Selain itu, kata dia, Undang-Undang Harmonisasi Peraturan Perpajakan (HPP) yang memberikan kemampuan pemerintah untuk mengumpulkan penerimaan lebih baik juga telah diimplementasikan.

Meski demikian, ia mengingatkan bahwa pemerintah tetap berhati-hati karena kondisi ekonomi global masih penuh dengan ketidakpastian. "Dan berbagai indikator perlu kita waspadai karena tren penerimaan pajak yang begitu tinggi harus kita lihat sustainabilitynya," jelasnya.

Kinerja pajak masih baik secara kumulatif

Secara rinci, Bendahara Negara memaparkan kinerja penerimaan pajak secara kumulatif (Januari-Agustus) berdasarkan jenisnya. PPh 21, misalnya, tumbuh 21,4 persen atau lebih tinggi dibandingkan tahun lalu yang growth-nya hanya 2,3 persen.

"PPh ini adalah pajak karyawan dan pekerja. Ini artinya, meningkatnya pekerja yang bekerja terutama di sektor formal telah terlihat dari pajak yang dibayarkan perusahaan untuk karyawannya.
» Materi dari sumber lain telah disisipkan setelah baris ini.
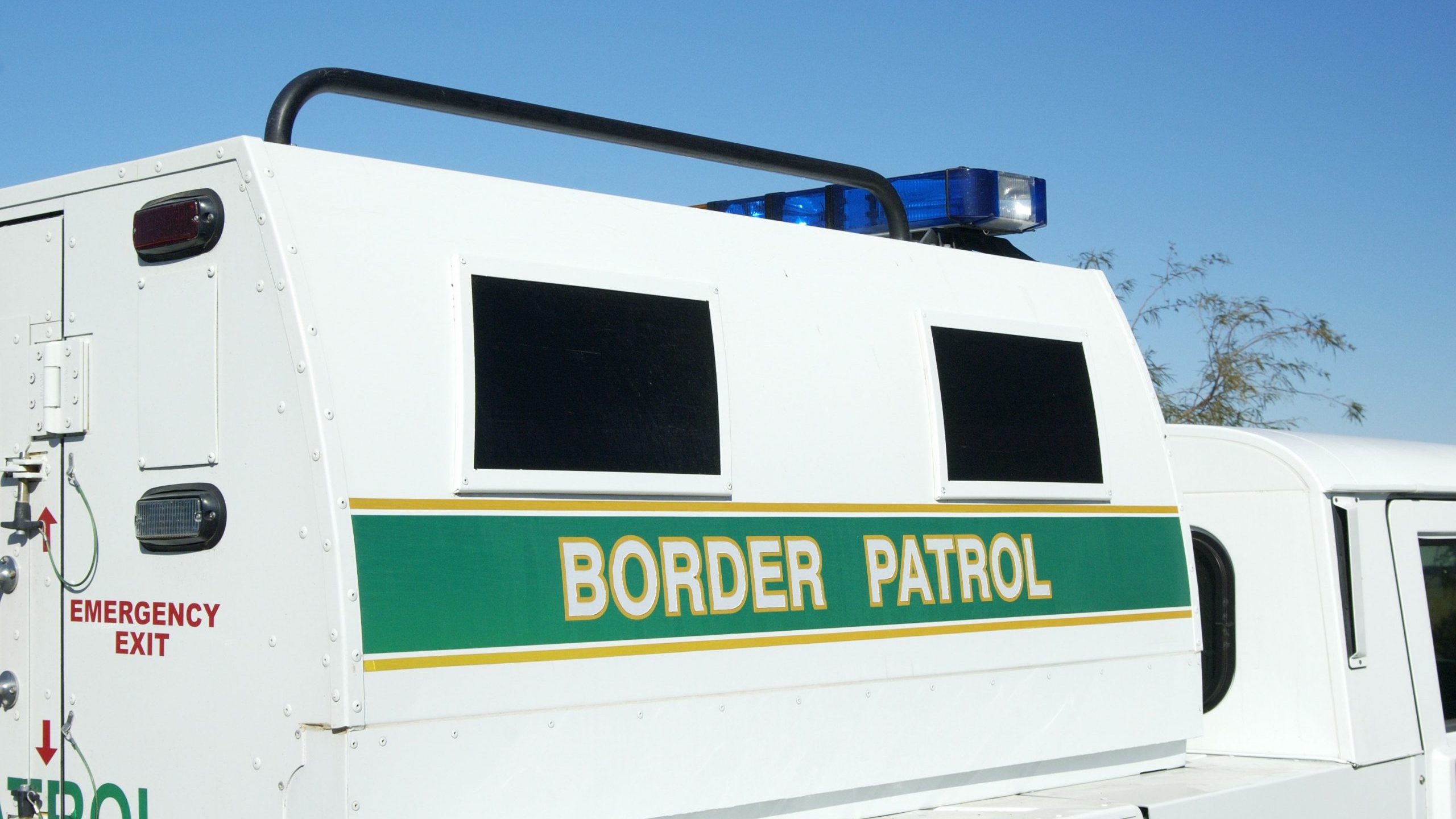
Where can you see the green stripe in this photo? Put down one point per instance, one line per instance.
(453, 582)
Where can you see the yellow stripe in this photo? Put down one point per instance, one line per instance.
(635, 649)
(497, 504)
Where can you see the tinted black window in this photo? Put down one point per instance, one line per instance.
(1439, 568)
(1017, 408)
(1215, 572)
(590, 379)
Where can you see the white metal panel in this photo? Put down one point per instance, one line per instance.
(1027, 808)
(16, 365)
(1282, 700)
(829, 751)
(1347, 464)
(177, 365)
(822, 334)
(1219, 787)
(233, 688)
(1209, 464)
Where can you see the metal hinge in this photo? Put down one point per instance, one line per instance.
(59, 388)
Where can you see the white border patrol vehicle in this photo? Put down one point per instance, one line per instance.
(350, 489)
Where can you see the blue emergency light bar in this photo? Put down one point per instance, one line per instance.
(991, 200)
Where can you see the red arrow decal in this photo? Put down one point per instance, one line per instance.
(48, 519)
(47, 751)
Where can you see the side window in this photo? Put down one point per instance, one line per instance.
(1215, 572)
(592, 381)
(1439, 568)
(1017, 416)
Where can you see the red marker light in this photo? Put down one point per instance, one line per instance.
(177, 226)
(165, 225)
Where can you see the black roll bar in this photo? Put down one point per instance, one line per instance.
(482, 107)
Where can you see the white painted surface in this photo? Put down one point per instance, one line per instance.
(1293, 691)
(177, 365)
(1216, 787)
(338, 356)
(1410, 522)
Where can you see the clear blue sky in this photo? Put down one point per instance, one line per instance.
(1309, 142)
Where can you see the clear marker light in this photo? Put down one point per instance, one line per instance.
(991, 200)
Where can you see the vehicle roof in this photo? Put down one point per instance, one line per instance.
(1349, 462)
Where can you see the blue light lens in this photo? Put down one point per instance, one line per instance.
(991, 200)
(805, 208)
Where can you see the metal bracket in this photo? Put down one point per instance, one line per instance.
(59, 388)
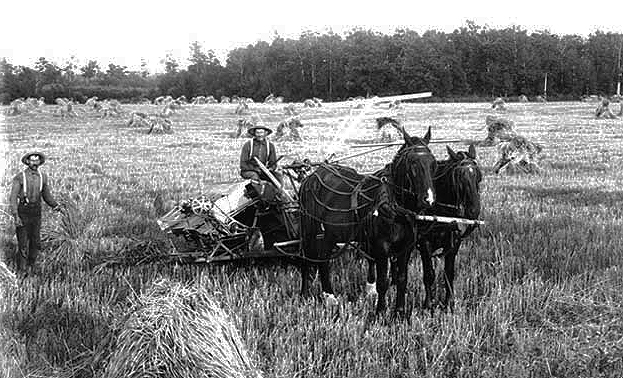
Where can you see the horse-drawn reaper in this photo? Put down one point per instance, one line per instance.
(319, 210)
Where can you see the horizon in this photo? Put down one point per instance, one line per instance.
(123, 33)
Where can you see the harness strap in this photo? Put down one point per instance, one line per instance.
(25, 186)
(267, 150)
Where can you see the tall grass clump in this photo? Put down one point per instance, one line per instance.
(178, 331)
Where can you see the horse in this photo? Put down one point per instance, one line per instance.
(340, 205)
(457, 187)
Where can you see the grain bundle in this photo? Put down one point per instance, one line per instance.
(292, 125)
(7, 278)
(178, 331)
(290, 110)
(498, 104)
(242, 108)
(518, 155)
(603, 110)
(498, 129)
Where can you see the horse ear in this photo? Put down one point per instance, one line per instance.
(472, 151)
(426, 138)
(452, 154)
(405, 135)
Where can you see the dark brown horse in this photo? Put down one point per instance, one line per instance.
(457, 187)
(340, 205)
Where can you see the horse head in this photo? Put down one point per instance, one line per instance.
(412, 169)
(465, 179)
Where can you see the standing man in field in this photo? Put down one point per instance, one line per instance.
(261, 148)
(29, 187)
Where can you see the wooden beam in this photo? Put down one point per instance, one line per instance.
(435, 218)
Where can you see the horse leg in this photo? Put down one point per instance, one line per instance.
(325, 272)
(402, 265)
(306, 277)
(450, 256)
(381, 284)
(429, 275)
(371, 279)
(309, 249)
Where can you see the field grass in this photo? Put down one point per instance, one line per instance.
(539, 289)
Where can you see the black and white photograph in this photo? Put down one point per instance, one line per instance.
(311, 189)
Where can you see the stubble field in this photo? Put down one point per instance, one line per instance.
(539, 289)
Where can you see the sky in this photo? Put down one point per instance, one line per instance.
(126, 32)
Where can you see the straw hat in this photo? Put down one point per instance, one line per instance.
(29, 154)
(251, 130)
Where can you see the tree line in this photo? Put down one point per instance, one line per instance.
(472, 62)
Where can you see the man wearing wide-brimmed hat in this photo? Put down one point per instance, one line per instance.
(29, 187)
(261, 148)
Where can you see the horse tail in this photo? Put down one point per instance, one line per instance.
(309, 225)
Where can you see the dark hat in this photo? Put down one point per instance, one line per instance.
(251, 130)
(29, 154)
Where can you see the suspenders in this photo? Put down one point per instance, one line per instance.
(267, 150)
(24, 185)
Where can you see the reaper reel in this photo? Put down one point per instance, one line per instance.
(201, 205)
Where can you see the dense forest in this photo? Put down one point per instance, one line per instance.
(472, 62)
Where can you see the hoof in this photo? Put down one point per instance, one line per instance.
(371, 290)
(330, 300)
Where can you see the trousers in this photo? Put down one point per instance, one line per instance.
(28, 235)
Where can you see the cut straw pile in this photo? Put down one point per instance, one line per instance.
(178, 331)
(498, 129)
(7, 278)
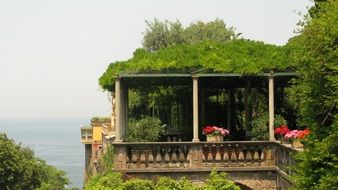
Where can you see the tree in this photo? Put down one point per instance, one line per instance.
(164, 34)
(315, 96)
(19, 169)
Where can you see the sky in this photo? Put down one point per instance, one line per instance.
(53, 52)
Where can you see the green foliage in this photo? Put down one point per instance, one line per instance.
(112, 180)
(21, 170)
(317, 167)
(98, 119)
(108, 158)
(164, 34)
(315, 96)
(260, 125)
(237, 56)
(166, 183)
(219, 181)
(106, 181)
(137, 184)
(315, 55)
(148, 129)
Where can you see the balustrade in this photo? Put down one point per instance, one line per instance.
(236, 154)
(284, 157)
(180, 155)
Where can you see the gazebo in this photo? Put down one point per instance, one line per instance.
(199, 83)
(204, 70)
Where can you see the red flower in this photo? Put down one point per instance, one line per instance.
(282, 130)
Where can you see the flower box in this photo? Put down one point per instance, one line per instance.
(215, 138)
(215, 134)
(296, 144)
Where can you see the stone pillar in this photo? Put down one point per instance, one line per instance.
(195, 108)
(118, 109)
(271, 109)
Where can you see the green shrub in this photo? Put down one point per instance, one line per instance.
(166, 183)
(137, 184)
(260, 126)
(108, 181)
(148, 129)
(219, 181)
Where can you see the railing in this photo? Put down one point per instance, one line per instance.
(86, 135)
(185, 155)
(284, 157)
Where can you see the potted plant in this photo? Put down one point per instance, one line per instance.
(295, 136)
(281, 131)
(215, 133)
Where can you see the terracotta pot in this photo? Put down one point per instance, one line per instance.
(296, 144)
(218, 138)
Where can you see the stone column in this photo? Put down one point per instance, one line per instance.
(118, 109)
(271, 108)
(195, 108)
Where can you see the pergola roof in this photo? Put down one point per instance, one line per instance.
(210, 80)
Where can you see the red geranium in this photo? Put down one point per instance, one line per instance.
(282, 130)
(213, 130)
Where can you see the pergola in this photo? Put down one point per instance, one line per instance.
(225, 80)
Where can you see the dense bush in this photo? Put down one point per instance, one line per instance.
(137, 184)
(235, 56)
(315, 97)
(219, 181)
(112, 180)
(19, 169)
(106, 181)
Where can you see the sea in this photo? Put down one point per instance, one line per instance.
(58, 141)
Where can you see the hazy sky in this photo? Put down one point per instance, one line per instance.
(53, 52)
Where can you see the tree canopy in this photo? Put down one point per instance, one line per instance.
(164, 34)
(19, 169)
(315, 95)
(238, 56)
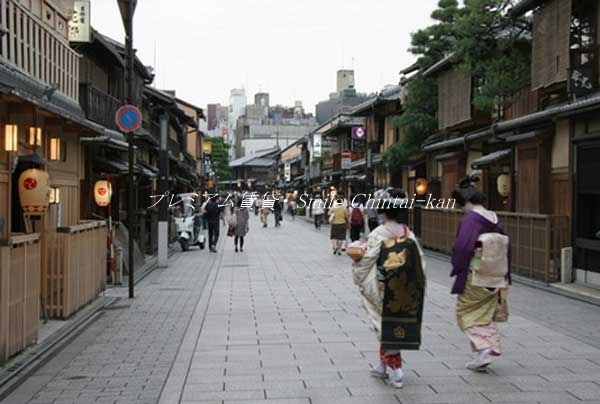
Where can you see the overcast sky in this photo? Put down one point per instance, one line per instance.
(291, 49)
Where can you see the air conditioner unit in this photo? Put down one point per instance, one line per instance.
(566, 265)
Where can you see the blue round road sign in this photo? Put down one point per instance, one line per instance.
(129, 118)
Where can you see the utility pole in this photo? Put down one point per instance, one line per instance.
(127, 9)
(163, 186)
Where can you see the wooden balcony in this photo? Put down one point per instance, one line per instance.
(98, 106)
(19, 293)
(38, 50)
(536, 240)
(73, 267)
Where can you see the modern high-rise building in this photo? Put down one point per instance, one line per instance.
(345, 80)
(237, 109)
(343, 100)
(211, 116)
(261, 99)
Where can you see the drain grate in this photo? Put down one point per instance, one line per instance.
(81, 377)
(117, 307)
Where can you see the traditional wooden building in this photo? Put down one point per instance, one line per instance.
(536, 155)
(326, 169)
(565, 81)
(379, 113)
(55, 257)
Ini adalah hal positif dari pemulihan ekonomi kita," tuturnya.

Kemudian, PPh 22 impor melonjak 149 persen karena aktivitas ekonomi yang mulai mengalami kenaikan. "Dan terlihat pada sisi bea dan cukai. Ini sejalan dengan growth dari impor kita sangat tinggi dalam proses pemulihan ekonomi," tuturnya.

Untuk PPh orang pribadi, kinerjanya meningkat 11,2 persen dibandingkan tahun lalu yang mengalami kontraksi 2,1 persen. Menurutnya, ini  tak lepas dari faktor pergeseran pelaporan pembayaran SPT Orang Pribadi secara tahunan.

Lalu, PPh Badan yang kontribusinya sangat besar dalam penerimaan pajak, mengalami kenaikan 131,5 persen dibandingkan dengan tahun lalu yang terkontraksi 2,8 persen.

"Ini menggambarkan sektor-sektor korporasi mengalami pembalikan dan pemulihan kondisi perusahaannya dan ini terkonfirmasi dengan PPh 21 yang juga positif. Artinya mereka mulai melakukan hiring atau pembukaan lowongan kerja lagi. Ini hal yang positif dari pemulihan ekonomi kita," tuturnya.

Ada pula PPh 26 yang tumbuh positif karena pembayaran dividen, bunga dan royalti ke luar negeri yang dalam hal ini juga berhubungan dengan kinerja korporasi. "PPh final kita juga mengalami kenaikan karena normalisasi dampak penurunan tarif PPh, bunga obligasi, dan juga pengalihan saham 2021 yang tidak mengalami pengulangan," jelas Mantan Direktur Pelaksana Bank Dunia tersebut.

Untuk PPN dalam negeri, yang menggambarkan kegiatan ekonomi domestik, tumbuh 41,2 persen atau dalam hal ini naik tajam dibandingkan tahun lalu yang tumbuh 12,6 persen. "Kontribusi PPN DN 21,4 persen dari total penerimaan pajak kita, yang menggambarkan kegiatan dari perekonomian kita sudah mulai membaik. Sedangkan PPN impor yang kontribusinya 14,9 persen juga tumbuh 48,9 persen, tandasnya.